Sweet and spicy hot wings

  • Have you ever been stunned shocked and amazed all at one time? Here’s what it feels like:

    You’re confused so your thoughts are going  like 40 miles a minutes. You’re breathing funny, and speechless, all at once.

    I’ve felt this way many times, like when I learned that if you exercise everyday for 30 days you can get your heart rate down to 40, and thats healthy!  Or when the Jonas Brother’s show first aired, or when I found out that some of the most delicious food’s are actually quite simple to make. Yea I think that one takes the cake…

    Let’s take hot wings for example: when I found out that the recipe only calls for a few common household ingredients, I was floored. I was stunned at how few ingredients it calls for, shocked at how simple and quick it is to make, and amazed at how I can take a few simple ingredients, and turn them into something extraordinary. To me that’s the coolest thing about cooking.

    Ingredients

    24 wing halves (12 wingettes, 12 drummetes)
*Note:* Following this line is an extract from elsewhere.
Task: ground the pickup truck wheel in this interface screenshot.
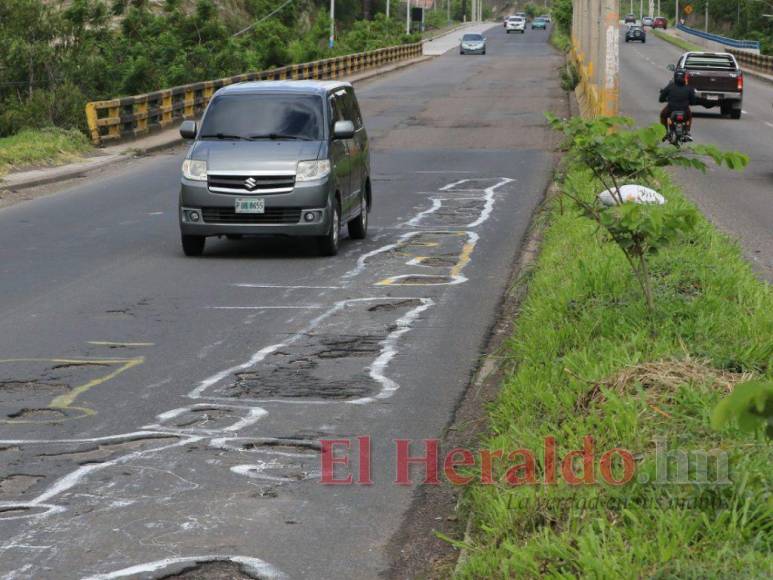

    1/4 cup of  good hot sauce ( preferably one with a low sodium content)

    1  1/2 tablespoons of  brown sugar

    2 tablespoons of water

    1/4 teaspoon of seasoned salt

    1/4 teaspoon of seasoned pepper

    1/4 teaspoon of salt chili powder

    vegetable oil for frying

    Step 1: Rinse chicken wings under cold water a few times and pat dry with paper towels. Use about  1/2 teaspoon of the vegetable oil to drizzle over chicken, then season with seasoned salt, seasoned pepper, and chili powder. Set aside in the refrigerator.

    Step 2: In a large frying pan or deep fryer, heat oil to 350 F, and fry wings until golden brown and crispy. When they are done set them on a plate covered with about 2 paper towels, to drain off access grease.

    Step 3 : In the meantime, in a medium sauce pan, whisk together hot sauce, butter, water, and brown sugar, until sugar melts, and mixture turns bubbly. Toss hot wings in sauce, and serve with celery, and carrot sticks. Most Importantly enjoy!